Update README.md

9edbc93 verified about 14 hours ago

9.06 kB

license: other
license_name: nvidia-software-and-model-evaluation-license
license_link: >-
  https://www.nvidia.com/en-us/agreements/enterprise-software/nvidia-software-and-model-evaluation-license/
base_model: nvidia/nemotron-3.5-asr-streaming-0.6b
library_name: fluidaudio
pipeline_tag: automatic-speech-recognition
tags:
  - coreml
  - apple-silicon
  - ane
  - streaming-asr
  - rnnt
  - on-device
language:
  - en
  - es
  - fr
  - it
  - pt
  - de
  - zh
  - ja

Nemotron 3.5 ASR Streaming Multilingual 0.6B — CoreML

To grant access please join the server https://discord.gg/S6m4ET3pX and message Sisyphu

CoreML / Apple Neural Engine ships of nemotron-3.5-asr-streaming-0.6b (Conformer encoder + RNN-T decoder), optimized for on-device streaming ASR on Apple Silicon. Benchmarked on Apple M5 Pro / macOS 26.5.

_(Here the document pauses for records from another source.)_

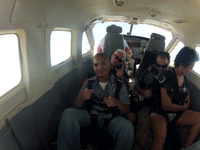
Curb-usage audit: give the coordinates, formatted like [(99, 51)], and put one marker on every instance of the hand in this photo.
[(110, 101), (147, 93), (87, 93), (120, 73)]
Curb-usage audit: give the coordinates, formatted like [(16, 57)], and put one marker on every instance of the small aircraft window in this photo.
[(85, 44), (60, 47), (10, 75), (175, 52), (197, 64)]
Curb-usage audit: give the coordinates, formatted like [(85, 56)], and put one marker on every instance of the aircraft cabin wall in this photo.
[(46, 91), (35, 106)]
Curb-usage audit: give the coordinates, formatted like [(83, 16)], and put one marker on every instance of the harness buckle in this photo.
[(160, 78)]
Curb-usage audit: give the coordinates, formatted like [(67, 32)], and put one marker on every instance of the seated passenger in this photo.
[(115, 64), (125, 46), (175, 101), (148, 85), (98, 99), (117, 68)]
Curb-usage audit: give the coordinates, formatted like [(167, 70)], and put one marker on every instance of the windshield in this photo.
[(143, 30)]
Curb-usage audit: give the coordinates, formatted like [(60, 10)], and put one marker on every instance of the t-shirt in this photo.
[(179, 93)]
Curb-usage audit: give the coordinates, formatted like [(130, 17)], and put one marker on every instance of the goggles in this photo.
[(163, 66), (116, 57)]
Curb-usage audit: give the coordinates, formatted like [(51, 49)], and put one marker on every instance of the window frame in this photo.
[(88, 52), (15, 99), (67, 60)]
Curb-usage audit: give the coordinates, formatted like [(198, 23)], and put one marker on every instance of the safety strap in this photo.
[(13, 134)]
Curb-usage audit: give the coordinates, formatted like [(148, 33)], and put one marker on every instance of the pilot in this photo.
[(100, 48), (103, 98)]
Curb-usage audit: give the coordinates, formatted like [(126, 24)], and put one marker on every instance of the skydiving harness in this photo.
[(113, 110), (162, 80)]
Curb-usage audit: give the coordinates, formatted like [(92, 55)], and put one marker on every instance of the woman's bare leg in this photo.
[(190, 118), (159, 127)]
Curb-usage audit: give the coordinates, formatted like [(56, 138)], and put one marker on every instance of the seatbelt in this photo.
[(13, 134)]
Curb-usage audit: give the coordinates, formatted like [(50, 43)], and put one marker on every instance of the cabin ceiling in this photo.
[(181, 16)]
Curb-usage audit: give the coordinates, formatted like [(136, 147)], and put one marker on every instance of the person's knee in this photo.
[(160, 134), (127, 128)]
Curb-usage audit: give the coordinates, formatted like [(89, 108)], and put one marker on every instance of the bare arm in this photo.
[(168, 105)]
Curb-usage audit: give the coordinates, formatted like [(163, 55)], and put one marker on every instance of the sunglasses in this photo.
[(163, 66), (116, 57)]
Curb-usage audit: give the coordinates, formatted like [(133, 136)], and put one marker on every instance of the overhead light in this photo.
[(180, 21), (153, 14), (119, 2)]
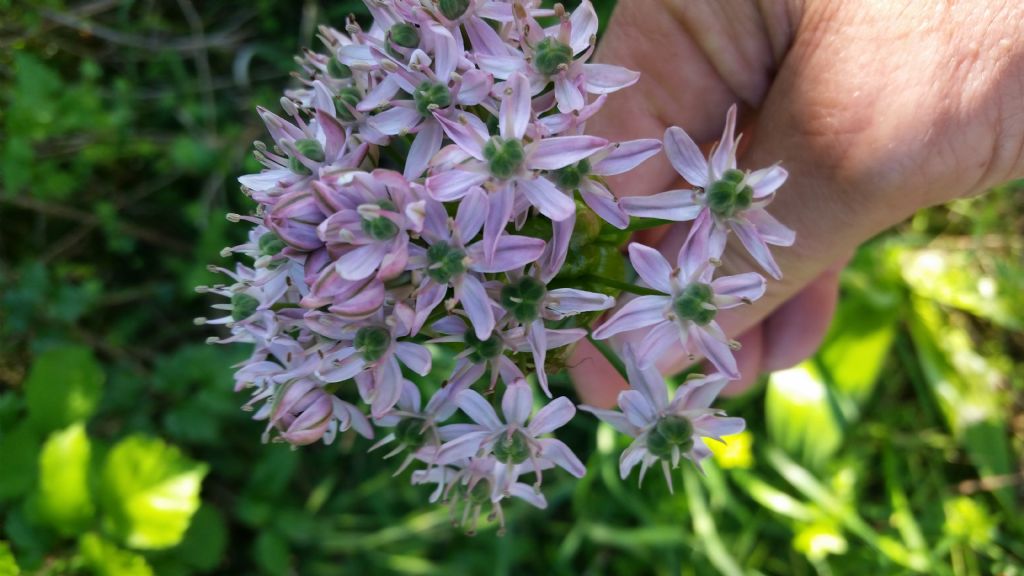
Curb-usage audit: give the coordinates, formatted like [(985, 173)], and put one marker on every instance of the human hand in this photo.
[(876, 110)]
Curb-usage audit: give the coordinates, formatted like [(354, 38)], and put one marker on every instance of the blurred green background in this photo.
[(123, 451)]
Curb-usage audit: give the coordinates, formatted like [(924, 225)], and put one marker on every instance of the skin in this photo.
[(877, 109)]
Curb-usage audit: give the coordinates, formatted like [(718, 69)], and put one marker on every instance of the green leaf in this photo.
[(271, 554), (62, 499), (206, 540), (802, 415), (64, 386), (150, 492), (105, 559), (19, 453), (7, 565)]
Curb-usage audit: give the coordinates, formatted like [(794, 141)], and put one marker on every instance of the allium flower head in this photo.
[(725, 199), (667, 430)]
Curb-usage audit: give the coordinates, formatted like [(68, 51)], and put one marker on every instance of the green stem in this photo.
[(638, 223), (624, 286), (608, 355)]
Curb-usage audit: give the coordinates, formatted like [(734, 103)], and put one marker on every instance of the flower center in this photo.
[(504, 157), (243, 305), (429, 95), (570, 176), (512, 448), (270, 244), (372, 342), (337, 70), (550, 55), (729, 196), (522, 298), (380, 228), (349, 96), (410, 433), (445, 262), (453, 9), (404, 35), (671, 432), (692, 303), (482, 351)]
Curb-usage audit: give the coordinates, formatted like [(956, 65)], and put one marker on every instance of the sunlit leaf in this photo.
[(64, 386), (802, 415), (105, 559), (62, 498), (150, 492)]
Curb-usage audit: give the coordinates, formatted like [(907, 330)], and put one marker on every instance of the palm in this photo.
[(875, 109)]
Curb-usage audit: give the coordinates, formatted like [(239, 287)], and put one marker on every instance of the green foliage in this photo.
[(150, 492), (62, 498), (64, 387)]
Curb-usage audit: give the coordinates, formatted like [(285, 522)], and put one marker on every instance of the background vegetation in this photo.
[(897, 449)]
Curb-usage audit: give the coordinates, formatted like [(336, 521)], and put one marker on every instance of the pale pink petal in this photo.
[(517, 403), (557, 452), (685, 157), (467, 131), (415, 357), (472, 210), (651, 266), (569, 301), (603, 204), (733, 290), (477, 304), (638, 313), (605, 79), (477, 408), (515, 110), (552, 202), (716, 350), (772, 231), (626, 156), (559, 152), (453, 184), (637, 408), (395, 120), (724, 157), (498, 212), (676, 205), (766, 180), (553, 416), (616, 419), (425, 146), (474, 88)]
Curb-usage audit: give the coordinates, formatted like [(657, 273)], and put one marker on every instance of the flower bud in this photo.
[(403, 35), (550, 55)]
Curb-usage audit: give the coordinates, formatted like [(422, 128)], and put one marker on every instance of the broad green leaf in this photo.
[(150, 492), (19, 459), (8, 567), (802, 415), (62, 498), (105, 559), (984, 283), (206, 540), (64, 386)]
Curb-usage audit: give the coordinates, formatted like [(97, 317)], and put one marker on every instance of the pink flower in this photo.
[(725, 200), (667, 430), (501, 168), (511, 443), (686, 314)]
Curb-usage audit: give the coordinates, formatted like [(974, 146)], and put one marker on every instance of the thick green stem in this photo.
[(624, 286)]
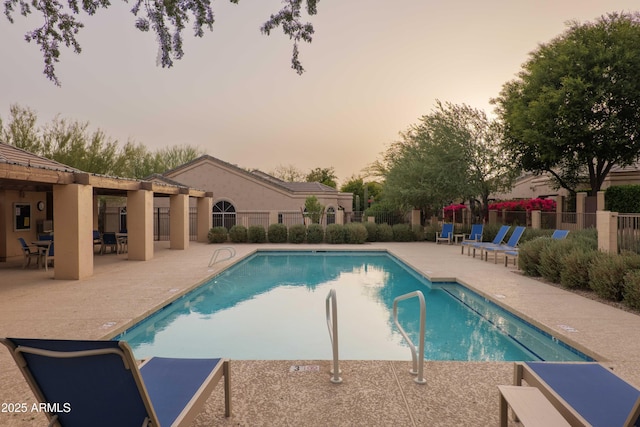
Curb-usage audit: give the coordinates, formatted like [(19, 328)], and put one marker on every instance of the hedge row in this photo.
[(315, 233), (576, 263)]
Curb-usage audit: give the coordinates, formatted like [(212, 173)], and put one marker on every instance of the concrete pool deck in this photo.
[(265, 393)]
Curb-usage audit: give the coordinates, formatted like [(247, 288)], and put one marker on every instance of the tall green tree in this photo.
[(21, 130), (326, 176), (61, 24), (71, 143), (453, 153), (362, 192), (574, 109)]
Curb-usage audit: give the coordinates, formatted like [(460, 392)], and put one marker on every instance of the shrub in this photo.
[(297, 233), (372, 231), (631, 291), (417, 232), (401, 233), (606, 275), (355, 233), (385, 233), (529, 255), (575, 273), (430, 232), (277, 233), (238, 234), (552, 259), (533, 233), (587, 238), (217, 235), (335, 233), (256, 234), (315, 233)]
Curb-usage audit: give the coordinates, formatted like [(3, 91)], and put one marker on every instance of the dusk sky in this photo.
[(374, 67)]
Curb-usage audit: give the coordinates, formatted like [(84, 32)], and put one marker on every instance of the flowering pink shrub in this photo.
[(545, 205)]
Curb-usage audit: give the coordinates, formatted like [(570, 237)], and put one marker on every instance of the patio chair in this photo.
[(47, 256), (500, 235), (586, 394), (511, 245), (446, 235), (474, 237), (97, 240), (109, 240), (98, 383), (557, 234), (29, 251)]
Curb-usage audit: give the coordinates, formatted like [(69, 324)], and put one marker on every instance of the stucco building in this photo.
[(39, 195), (254, 197)]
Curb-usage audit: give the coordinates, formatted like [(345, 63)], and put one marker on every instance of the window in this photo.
[(224, 214)]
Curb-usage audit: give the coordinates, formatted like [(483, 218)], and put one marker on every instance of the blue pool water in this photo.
[(271, 306)]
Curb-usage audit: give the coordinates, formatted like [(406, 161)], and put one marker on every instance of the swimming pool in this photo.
[(271, 306)]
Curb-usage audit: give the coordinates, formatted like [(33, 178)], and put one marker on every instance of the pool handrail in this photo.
[(214, 257), (418, 359), (332, 324)]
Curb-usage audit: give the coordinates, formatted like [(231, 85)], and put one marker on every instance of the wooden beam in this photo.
[(34, 175)]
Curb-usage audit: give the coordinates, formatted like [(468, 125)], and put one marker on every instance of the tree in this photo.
[(288, 173), (452, 153), (21, 130), (167, 18), (70, 142), (574, 109), (326, 176), (362, 192)]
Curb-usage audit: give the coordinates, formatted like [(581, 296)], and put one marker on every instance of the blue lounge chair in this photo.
[(29, 251), (98, 383), (557, 234), (502, 232), (510, 246), (446, 235), (47, 255), (474, 237), (584, 393), (109, 240), (97, 240)]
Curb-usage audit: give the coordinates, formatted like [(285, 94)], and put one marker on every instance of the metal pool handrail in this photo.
[(418, 359), (214, 257), (332, 324)]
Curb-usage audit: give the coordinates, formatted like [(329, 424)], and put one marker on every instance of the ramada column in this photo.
[(179, 221), (140, 225), (73, 231)]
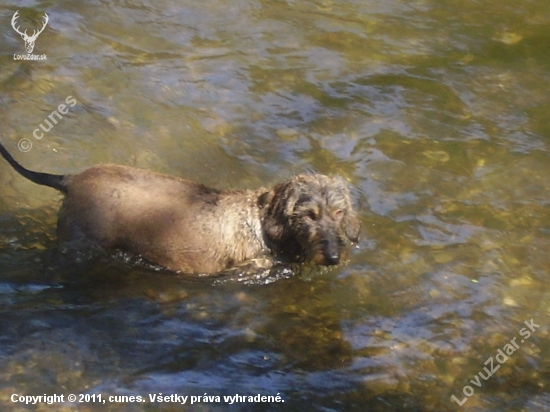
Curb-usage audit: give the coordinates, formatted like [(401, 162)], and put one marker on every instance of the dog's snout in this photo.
[(332, 259)]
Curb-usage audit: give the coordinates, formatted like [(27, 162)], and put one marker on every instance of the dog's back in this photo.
[(176, 223)]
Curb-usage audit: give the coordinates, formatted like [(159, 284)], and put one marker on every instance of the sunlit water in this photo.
[(435, 111)]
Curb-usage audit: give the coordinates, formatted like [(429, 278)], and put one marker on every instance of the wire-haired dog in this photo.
[(185, 226)]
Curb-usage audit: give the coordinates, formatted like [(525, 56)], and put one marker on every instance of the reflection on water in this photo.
[(436, 112)]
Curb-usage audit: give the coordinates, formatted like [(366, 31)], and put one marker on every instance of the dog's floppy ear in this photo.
[(274, 204)]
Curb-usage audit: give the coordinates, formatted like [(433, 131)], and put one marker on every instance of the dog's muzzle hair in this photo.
[(308, 218)]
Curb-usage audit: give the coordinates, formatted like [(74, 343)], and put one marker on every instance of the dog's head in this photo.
[(309, 217)]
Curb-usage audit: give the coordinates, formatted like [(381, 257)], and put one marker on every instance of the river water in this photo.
[(436, 112)]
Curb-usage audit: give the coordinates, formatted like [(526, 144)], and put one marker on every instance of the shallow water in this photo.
[(435, 111)]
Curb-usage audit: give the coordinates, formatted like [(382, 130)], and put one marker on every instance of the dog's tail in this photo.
[(45, 179)]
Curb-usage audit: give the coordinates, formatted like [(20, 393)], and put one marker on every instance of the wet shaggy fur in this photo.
[(190, 228)]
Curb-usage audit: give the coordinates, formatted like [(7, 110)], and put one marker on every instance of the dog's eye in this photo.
[(312, 215)]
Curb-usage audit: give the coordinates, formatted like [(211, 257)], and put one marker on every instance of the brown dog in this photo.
[(191, 228)]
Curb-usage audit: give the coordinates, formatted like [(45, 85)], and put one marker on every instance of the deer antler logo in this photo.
[(29, 40)]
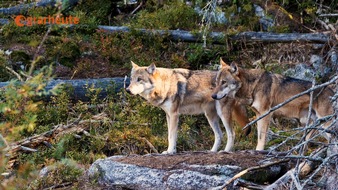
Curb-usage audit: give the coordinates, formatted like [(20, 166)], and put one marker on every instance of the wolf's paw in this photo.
[(224, 152), (212, 151), (168, 152)]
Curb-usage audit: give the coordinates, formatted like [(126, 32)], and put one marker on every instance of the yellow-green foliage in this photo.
[(172, 16), (59, 173)]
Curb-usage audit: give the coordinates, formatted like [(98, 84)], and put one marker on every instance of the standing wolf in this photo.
[(183, 91), (263, 90)]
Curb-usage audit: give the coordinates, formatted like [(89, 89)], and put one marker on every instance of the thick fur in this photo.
[(183, 91), (263, 90)]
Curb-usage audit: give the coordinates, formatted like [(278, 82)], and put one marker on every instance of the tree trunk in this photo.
[(80, 86), (220, 37)]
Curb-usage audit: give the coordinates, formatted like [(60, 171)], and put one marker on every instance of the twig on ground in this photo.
[(15, 73), (240, 174), (151, 146)]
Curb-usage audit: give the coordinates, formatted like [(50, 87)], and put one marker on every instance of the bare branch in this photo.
[(15, 73), (240, 174)]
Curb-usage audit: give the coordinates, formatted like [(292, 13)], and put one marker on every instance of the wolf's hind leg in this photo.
[(224, 112), (262, 129), (172, 120)]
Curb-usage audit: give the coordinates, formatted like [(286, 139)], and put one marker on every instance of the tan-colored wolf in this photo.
[(183, 91), (263, 90)]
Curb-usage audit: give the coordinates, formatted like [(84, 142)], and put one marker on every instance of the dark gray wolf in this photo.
[(183, 91), (263, 90)]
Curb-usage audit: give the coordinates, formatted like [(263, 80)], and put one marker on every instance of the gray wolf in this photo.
[(183, 91), (263, 90)]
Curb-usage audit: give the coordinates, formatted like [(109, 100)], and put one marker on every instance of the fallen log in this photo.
[(220, 37), (31, 143), (79, 87)]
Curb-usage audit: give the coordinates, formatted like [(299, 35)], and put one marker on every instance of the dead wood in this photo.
[(240, 174), (80, 87), (31, 143)]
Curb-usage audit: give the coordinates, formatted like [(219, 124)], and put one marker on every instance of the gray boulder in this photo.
[(112, 173)]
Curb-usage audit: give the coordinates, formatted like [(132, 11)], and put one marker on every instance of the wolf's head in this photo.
[(141, 81), (227, 81)]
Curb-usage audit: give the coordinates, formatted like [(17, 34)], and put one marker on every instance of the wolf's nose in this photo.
[(214, 96), (128, 90)]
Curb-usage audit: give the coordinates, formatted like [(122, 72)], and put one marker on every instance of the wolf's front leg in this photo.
[(262, 129), (172, 120), (224, 112)]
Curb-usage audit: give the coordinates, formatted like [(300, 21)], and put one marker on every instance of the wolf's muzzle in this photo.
[(128, 90), (214, 96)]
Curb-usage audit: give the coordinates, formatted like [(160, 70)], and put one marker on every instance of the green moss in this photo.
[(59, 173), (172, 16)]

Built on the 2026-05-29 base-checkpoint update.

Two models × 4 latency tiers = 8 bundles.

latin/ — one Latin-script-pruned vocab (2828 tokens) shared by en / es / fr / it / pt / de (smaller, faster joint).
multilingual/ — the full 13087-token vocab covering every language, including zh / ja (and 100+ more via prompt_id).

Each at four chunk sizes — 0.56 s / 1 s / 2 s / 4 s — trading latency for throughput. Pick the folder by script; pass the exact language at inference (--language de-DE). FluidAudio's downloader auto-routes the language to the right folder. Per-language results are in the table below and in manifest.json.

Ship matrix (per-file RTFx, single-stream batch=1)

RTFx = real-time factor (audio-seconds processed per wall-second; higher is faster). WER for Latin-script languages, CER for zh/ja (no word boundaries). All numbers are FLEURS test, full splits (see methodology). The Folder column is which bundle serves that language — the en/es/fr/it/pt/de rows are all the same latin/ model measured per language; zh/ja and Multilingual are the same multilingual/ model.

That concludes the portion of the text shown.